Abstract

Background: Many preschool children will perform correct peak-flow but will not exhale to residual volume, thus limiting the determination of airways obstruction. The maximal flow measured at function residual capacity (V’maxFRC) is independent of lung empting and could potentially serve as a parameter for describing flow at low lung volumes. The study determines the detection of airway obstruction/dilation in asthmatic preschool children by V’maxFRC, compared to FEV1 and FEF25-75. Methods: Children performed bronchial provocation test (BPT; n = 26) or received bronchodilators (Post-BD; n = 31). V’maxFRC was extracted at inspiratory capacity point of flow/volume maneuvers. The %change of V’maxFRC from baseline was compared with changes in various spirometry indices and to values obtained from our previously studied healthy control children.
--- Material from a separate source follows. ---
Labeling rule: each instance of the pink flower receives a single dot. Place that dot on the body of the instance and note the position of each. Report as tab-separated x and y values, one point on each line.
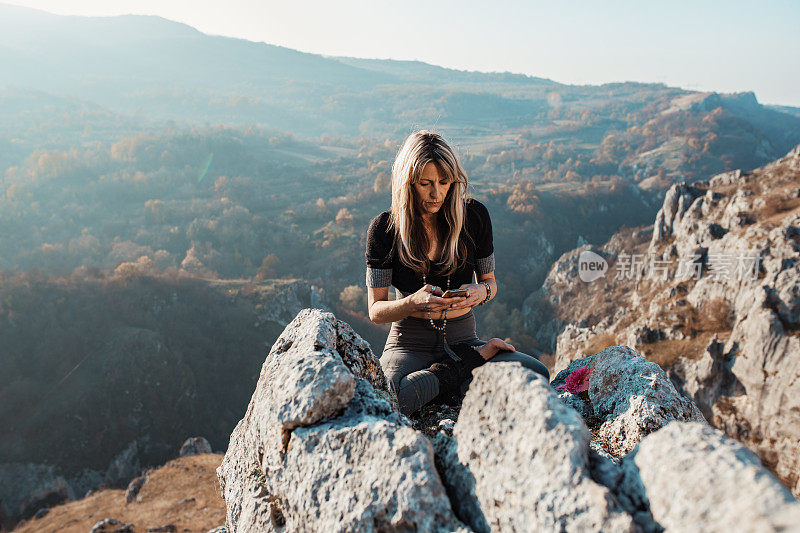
578	380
Results: FEV1, FEF25-75, and V’maxFRC decreased by 30.9 ± 12.2%, 46.2 ± 10.9%, and 36.6 ± 8.0%, respectively, while FRC increased by 37.0 ± 24.9% at end of the BPT. Post-BD spirometry values increased by 17.1 ± 16.1%, 47.0 ± 42.2, and 45 ± 24%, respectively (p < 0.0001). A positive response to bronchodilators was observed in 15/31 (48%) children by FEV1, in 22/31 (71%) children by V’maxFRC, and in 21/31 children by FEF25-75. Conclusion: V’maxFRC detects airway obstruction/dilation in young asthmatic children similar to FEF25-75 and FEV1. V’maxFRC may be a valuable index in preschool children who cease exhalation prematurely. Digitally measured V’maxFRC should confirm the actual values in a wider age range in healthy and disease states.